QoS-Aware Load Balancing in the Computing Continuum via Multi-Player Bandits
Ivan Čilić, Ivana Podnar Žarko, Pantelis Frangoudis, Schahram Dustdar
TL;DR
The paper tackles per-client QoS guarantees in the dynamic Computing Continuum by formulating decentralized load balancing as a Multi-Player Multi-Armed Bandit problem with heterogeneous rewards. It introduces QEdgeProxy, which maintains a KDE-based QoS pool per load balancer and uses adaptive epsilon exploration with Smooth Weighted Round Robin routing to balance exploitation and exploration without central coordination. The approach yields sublinear regret in non-stationary conditions and demonstrates superior per-client QoS satisfaction (95–100%), fair load distribution, and resilience to workload and instance changes in a Kubernetes-native implementation. The results indicate that decentralized MP-MAB-based load balancing with KDE QoS estimation is effective and scalable for edge-to-cloud environments where global coordination is costly or impractical.
Abstract
As computation shifts from the cloud to the edge to reduce processing latency and network traffic, the resulting Computing Continuum (CC) creates a dynamic environment where meeting strict Quality of Service (QoS) requirements and avoiding service instance overload becomes challenging. Existing methods often prioritize global metrics and overlook per-client QoS, which is crucial for latency-sensitive and reliability-critical applications. We propose QEdgeProxy, a decentralized QoS-aware load balancer that acts as a proxy between IoT devices and service instances in the CC. We formulate the load balancing problem as a Multi-Player Multi-Armed Bandit (MP-MAB) with heterogeneous rewards: Each load balancer autonomously selects service instances to maximize the probability of meeting its clients' QoS requirements by using Kernel Density Estimation (KDE) to estimate QoS success probabilities.

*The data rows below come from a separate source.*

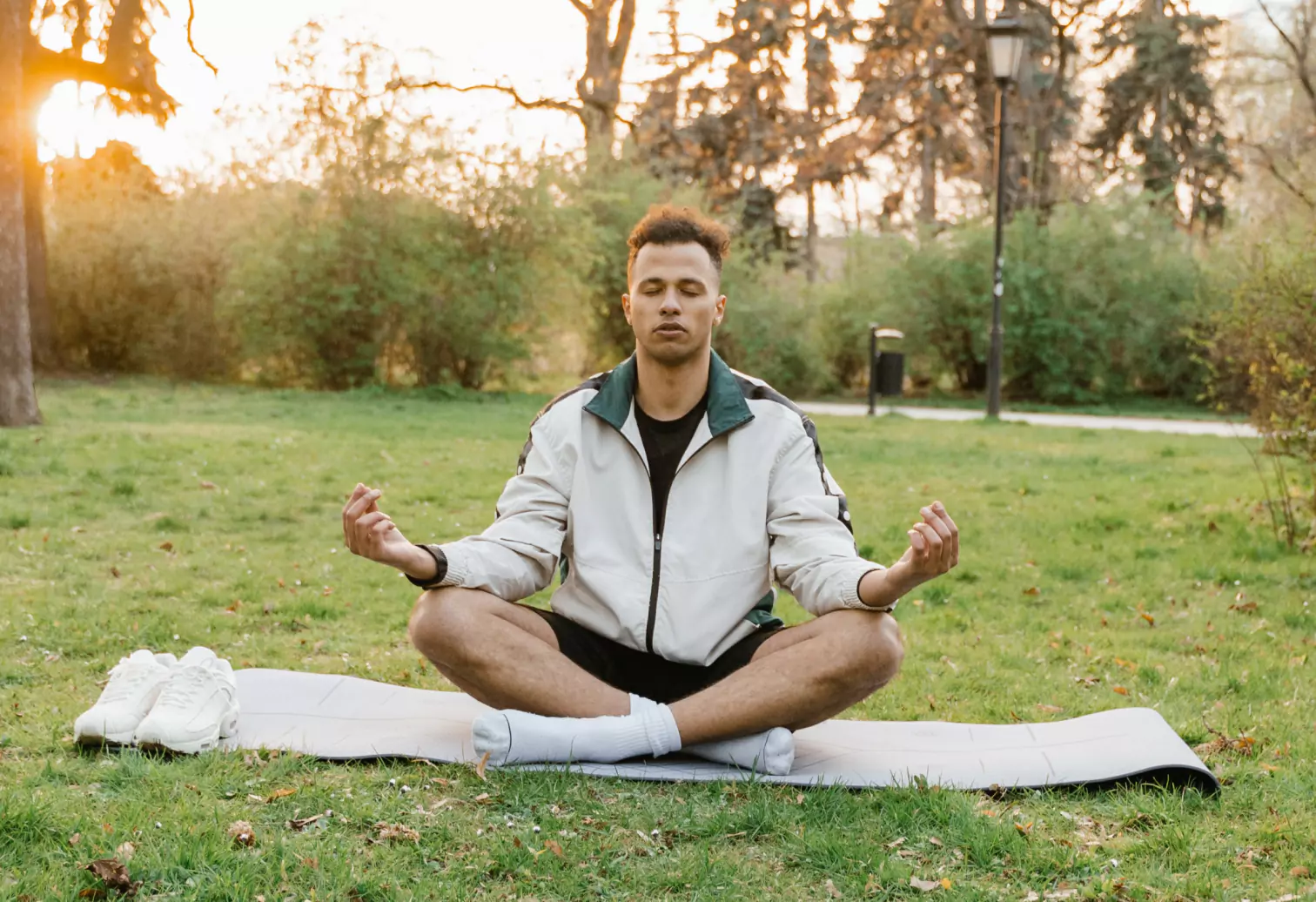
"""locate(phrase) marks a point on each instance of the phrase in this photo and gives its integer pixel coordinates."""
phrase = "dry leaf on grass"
(302, 824)
(396, 832)
(242, 832)
(113, 874)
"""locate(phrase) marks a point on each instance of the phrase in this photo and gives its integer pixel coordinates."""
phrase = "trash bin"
(886, 365)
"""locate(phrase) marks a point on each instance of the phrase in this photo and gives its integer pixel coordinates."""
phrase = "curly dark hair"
(665, 224)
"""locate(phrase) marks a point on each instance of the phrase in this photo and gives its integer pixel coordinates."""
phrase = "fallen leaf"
(302, 824)
(395, 832)
(113, 874)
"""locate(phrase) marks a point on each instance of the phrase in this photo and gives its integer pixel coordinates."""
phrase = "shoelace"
(124, 681)
(183, 688)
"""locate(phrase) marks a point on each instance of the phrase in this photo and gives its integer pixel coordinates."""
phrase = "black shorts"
(642, 673)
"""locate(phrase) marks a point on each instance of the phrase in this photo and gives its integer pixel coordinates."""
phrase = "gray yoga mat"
(341, 718)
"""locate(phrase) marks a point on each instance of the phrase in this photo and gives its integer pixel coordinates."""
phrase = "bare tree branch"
(191, 16)
(1279, 177)
(542, 103)
(1305, 77)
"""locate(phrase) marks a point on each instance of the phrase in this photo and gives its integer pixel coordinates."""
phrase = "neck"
(668, 391)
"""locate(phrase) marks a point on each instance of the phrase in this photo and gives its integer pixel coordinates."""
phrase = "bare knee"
(870, 650)
(439, 621)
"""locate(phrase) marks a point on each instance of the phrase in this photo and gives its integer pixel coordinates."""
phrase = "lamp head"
(1005, 43)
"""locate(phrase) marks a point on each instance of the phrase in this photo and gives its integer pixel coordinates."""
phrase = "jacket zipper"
(658, 528)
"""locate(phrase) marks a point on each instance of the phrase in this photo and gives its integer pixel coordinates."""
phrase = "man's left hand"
(933, 549)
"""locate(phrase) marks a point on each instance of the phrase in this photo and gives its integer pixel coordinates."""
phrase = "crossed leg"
(507, 656)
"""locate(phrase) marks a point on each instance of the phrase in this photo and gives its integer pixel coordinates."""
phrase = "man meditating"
(670, 493)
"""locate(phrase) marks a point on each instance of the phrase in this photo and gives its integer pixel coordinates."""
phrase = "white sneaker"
(198, 706)
(134, 683)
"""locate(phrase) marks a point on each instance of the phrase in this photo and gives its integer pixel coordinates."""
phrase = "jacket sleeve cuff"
(444, 575)
(850, 590)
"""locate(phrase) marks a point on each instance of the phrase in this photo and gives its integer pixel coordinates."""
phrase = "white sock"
(516, 737)
(771, 751)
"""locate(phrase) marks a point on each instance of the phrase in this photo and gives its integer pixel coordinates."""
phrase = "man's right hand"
(372, 534)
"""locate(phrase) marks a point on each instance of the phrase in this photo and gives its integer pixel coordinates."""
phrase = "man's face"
(673, 305)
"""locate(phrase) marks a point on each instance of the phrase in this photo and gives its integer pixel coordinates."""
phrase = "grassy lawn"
(1099, 570)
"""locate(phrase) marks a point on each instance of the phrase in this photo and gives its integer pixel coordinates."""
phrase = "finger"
(362, 505)
(933, 521)
(917, 544)
(954, 531)
(355, 494)
(935, 544)
(366, 522)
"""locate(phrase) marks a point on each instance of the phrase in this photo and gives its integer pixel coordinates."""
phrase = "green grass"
(1135, 406)
(111, 542)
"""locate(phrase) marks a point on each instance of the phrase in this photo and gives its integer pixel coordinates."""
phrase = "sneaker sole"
(226, 729)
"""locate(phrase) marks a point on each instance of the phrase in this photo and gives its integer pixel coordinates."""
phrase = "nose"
(670, 303)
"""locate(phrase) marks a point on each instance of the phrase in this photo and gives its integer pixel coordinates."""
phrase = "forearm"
(881, 589)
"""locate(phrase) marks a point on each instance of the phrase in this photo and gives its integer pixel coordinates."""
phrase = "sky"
(537, 45)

Our load-balancing algorithm also incorporates an adaptive exploration mechanism to recover rapidly from performance shifts and non-stationary conditions. We present a Kubernetes-native QEdgeProxy implementation and evaluate it on an emulated CC testbed deployed on a K3s cluster with realistic network conditions and a latency-sensitive edge-AI workload. Results show that QEdgeProxy significantly outperforms proximity-based and reinforcement-learning baselines in per-client QoS satisfaction, while adapting effectively to load surges and changes in instance availability.